Aidés de François Reyl et de Philippe Houman, les époux se sont livrés, entre 1992 et 2013, à des manoeuvres dont le récit, tel qu’il est fait par les enquêteurs, oscille entre roman de gare et manuel de délinquance financière internationale.

Sous le nom de code « Birdie », Jérôme Cahuzac s’est ainsi fait livrer par deux fois 10.000 euros, en espèces, dans une rue de Paris. Lorsque le sacro-saint secret bancaire suisse commence à se fissurer en 2009, les quelque 600.000 euros qu’y détient Jérôme Cahuzac prennent la route de Singapour, en faisant un détour par une société-écran enregistrée aux Seychelles.

L’argent a servi à payer des vacances somptuaires en Corse ou des appartements aux enfants à Londres. Depuis, Patricia Cahuzac a revendu les appartements et s’est acquittée d’un redressement de plus de deux millions. L’ancien ministre a lui aussi régularisé sa situation fiscale.

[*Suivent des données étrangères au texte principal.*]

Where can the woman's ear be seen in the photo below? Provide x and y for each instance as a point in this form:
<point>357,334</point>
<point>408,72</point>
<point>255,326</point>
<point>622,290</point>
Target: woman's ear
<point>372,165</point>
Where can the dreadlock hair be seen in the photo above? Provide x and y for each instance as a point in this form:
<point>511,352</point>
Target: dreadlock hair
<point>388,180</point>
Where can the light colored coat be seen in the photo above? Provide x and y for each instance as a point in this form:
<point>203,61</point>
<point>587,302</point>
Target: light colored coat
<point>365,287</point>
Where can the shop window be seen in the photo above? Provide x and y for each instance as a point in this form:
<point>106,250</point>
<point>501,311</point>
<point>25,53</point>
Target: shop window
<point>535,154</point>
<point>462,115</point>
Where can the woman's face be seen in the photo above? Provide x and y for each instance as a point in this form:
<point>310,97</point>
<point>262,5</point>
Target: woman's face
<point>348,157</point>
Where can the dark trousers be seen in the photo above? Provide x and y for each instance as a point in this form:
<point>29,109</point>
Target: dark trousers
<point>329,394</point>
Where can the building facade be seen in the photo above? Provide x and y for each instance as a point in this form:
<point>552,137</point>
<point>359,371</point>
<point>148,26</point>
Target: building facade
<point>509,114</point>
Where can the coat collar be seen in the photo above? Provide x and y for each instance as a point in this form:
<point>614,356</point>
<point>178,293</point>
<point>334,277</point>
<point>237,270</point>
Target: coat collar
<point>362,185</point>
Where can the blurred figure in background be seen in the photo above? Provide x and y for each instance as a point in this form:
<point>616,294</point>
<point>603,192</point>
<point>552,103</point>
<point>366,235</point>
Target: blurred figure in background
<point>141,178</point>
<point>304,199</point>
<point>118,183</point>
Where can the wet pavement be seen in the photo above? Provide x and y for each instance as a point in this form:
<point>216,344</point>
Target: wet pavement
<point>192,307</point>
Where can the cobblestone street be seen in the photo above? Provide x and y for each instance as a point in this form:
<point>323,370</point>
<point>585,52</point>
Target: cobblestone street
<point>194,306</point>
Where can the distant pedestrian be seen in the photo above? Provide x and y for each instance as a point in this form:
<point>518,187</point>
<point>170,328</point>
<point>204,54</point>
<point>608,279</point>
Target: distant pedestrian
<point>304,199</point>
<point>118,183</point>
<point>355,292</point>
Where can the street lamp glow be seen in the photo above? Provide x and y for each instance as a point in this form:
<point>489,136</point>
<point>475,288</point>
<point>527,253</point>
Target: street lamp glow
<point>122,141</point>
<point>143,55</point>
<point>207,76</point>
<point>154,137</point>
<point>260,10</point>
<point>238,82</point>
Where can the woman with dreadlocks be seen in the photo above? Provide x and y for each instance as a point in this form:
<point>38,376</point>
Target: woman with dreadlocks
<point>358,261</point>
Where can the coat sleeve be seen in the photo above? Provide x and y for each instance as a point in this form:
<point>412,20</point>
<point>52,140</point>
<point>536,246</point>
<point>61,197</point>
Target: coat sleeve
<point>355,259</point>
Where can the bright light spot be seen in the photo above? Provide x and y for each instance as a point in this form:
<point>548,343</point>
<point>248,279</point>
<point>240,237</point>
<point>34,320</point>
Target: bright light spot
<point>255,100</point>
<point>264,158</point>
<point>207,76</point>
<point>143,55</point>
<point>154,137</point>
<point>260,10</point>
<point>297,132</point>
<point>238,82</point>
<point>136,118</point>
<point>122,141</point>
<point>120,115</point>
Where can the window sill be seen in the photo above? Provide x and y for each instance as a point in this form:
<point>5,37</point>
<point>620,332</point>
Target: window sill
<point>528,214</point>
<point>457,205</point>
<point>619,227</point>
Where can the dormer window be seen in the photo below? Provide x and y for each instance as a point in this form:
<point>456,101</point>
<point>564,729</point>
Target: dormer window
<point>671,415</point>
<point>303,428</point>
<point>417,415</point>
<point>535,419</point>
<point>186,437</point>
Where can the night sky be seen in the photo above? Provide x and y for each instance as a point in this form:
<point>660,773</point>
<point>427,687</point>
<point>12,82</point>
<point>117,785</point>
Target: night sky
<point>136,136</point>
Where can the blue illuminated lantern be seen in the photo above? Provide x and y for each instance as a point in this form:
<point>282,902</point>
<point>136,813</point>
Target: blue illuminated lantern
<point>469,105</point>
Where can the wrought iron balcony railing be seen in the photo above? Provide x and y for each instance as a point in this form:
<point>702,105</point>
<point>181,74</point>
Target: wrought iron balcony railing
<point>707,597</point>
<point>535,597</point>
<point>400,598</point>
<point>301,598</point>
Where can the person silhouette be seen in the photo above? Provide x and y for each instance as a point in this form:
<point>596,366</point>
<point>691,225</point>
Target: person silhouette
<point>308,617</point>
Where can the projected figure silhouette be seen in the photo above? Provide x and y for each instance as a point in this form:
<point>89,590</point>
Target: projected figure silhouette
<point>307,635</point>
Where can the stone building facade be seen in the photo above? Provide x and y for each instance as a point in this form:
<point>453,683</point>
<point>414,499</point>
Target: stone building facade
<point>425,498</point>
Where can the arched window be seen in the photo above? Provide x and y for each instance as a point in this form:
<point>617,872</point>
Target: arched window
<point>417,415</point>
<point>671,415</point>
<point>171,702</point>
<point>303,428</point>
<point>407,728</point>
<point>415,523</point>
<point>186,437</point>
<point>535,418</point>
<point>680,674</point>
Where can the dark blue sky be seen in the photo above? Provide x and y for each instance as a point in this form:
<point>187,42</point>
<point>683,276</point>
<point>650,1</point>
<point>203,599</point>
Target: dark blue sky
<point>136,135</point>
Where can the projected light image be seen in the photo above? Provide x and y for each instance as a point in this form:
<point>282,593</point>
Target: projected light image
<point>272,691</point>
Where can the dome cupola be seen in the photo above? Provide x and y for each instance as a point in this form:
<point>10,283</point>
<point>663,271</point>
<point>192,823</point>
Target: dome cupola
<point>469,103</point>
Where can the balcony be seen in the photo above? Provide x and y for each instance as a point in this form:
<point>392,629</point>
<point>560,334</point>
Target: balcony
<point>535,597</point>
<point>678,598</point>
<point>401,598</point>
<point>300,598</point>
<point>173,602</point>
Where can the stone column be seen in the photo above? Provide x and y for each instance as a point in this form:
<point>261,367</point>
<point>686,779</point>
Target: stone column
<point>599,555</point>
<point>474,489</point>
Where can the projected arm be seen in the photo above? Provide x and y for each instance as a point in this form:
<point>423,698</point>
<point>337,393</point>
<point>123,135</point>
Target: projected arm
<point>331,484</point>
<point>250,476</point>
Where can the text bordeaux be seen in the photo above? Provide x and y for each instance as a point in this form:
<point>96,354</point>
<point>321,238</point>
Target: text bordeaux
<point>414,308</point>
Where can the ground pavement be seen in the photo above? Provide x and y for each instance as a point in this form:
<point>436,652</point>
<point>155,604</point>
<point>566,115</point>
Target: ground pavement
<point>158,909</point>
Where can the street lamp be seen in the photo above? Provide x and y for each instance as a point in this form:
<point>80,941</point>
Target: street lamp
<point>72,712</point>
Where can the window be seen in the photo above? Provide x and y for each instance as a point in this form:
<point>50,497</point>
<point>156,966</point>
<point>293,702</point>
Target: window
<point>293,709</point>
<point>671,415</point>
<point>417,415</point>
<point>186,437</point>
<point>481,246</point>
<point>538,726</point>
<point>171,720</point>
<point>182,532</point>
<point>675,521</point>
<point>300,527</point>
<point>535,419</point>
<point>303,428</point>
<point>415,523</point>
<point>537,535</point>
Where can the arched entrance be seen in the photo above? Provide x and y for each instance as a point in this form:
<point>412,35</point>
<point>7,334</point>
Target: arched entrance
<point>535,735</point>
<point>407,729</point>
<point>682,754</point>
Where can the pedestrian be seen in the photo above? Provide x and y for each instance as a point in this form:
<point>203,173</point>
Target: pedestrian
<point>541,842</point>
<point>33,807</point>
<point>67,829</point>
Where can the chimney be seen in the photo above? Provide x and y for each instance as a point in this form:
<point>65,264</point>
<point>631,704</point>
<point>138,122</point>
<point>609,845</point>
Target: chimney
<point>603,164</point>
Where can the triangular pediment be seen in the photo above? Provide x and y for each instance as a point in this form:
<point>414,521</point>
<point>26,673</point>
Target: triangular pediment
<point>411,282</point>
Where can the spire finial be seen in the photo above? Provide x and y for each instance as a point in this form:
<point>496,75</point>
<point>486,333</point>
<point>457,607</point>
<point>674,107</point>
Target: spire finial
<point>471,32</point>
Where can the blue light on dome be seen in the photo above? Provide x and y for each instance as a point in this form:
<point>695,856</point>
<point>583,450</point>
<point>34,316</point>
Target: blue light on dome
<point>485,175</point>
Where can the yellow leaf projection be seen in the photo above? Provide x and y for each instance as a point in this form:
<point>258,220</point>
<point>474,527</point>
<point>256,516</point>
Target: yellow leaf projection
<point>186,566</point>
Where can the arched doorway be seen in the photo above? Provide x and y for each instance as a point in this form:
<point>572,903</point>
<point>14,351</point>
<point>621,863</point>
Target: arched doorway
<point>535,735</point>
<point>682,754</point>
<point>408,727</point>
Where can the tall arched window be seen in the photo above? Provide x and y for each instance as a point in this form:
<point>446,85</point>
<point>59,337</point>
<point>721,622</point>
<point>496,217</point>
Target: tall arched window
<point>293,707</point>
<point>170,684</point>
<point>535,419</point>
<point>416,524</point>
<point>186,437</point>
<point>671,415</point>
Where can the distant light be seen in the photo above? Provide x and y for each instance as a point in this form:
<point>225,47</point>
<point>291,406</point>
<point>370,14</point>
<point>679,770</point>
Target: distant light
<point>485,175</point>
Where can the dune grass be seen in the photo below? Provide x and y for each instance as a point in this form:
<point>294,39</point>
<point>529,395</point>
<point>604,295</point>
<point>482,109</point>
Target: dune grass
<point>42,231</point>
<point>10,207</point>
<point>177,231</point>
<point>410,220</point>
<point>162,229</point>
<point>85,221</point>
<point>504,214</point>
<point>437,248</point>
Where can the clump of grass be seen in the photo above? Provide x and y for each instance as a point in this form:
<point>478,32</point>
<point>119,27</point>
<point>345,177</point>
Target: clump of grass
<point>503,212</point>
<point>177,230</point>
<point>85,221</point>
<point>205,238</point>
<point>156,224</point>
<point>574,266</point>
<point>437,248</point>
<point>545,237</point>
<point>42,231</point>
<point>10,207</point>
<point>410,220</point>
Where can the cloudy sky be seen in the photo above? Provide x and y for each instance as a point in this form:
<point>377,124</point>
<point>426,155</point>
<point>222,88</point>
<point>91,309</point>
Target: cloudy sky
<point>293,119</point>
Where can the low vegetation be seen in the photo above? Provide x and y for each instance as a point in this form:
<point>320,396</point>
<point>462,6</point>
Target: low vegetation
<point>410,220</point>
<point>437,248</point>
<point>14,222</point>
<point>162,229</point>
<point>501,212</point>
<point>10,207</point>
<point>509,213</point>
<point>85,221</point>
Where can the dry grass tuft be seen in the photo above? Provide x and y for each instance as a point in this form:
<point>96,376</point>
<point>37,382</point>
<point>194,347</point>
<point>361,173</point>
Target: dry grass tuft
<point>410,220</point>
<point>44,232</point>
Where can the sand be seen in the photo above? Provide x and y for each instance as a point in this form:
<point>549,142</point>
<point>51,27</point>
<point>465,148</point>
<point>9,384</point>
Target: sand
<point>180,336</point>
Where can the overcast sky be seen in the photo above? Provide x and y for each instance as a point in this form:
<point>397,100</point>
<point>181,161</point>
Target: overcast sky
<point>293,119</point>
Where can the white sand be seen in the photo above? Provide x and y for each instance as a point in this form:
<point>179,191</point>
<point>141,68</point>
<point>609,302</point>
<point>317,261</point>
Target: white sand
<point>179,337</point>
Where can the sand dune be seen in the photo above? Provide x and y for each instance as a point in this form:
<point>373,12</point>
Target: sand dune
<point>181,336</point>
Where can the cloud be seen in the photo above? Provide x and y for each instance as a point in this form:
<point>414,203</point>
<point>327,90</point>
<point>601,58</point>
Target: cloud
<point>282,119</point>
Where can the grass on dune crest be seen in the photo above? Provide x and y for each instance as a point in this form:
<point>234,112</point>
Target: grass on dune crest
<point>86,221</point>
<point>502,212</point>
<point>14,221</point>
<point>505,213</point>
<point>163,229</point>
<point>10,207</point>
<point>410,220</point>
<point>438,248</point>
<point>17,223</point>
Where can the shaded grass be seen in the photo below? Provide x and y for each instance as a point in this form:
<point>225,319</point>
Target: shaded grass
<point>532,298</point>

L’affaire Cahuzac a fait souffler en France un vent de transparence sur la vie publique. Plus de 9.000 décideurs publics, dont les ministres et les parlementaires, ont désormais l’obligation de déclarer leur patrimoine à une commission indépendante.

Cette évolution a permis de démasquer d’autres abus, dont ceux d’un secrétaire d’Etat, en retard pour payer ses impôts et évincé pour cela du gouvernement socialiste.

Treize dossiers ont été transmis à la justice pour des déclarations incomplètes ou mensongères. Parmi eux figurent l’avionneur Serge Dassault, sénateur du parti Les Républicains (LR) de Nicolas Sarkozy, Patrick Balkany, un député LR proche ami de l’ancien président de droite, ou plus récemment les eurodéputés chefs de file de l’extrême droite française, Jean-Marie et Marine Le Pen, accusés d’avoir sous-évalué la valeur de leurs propriétés.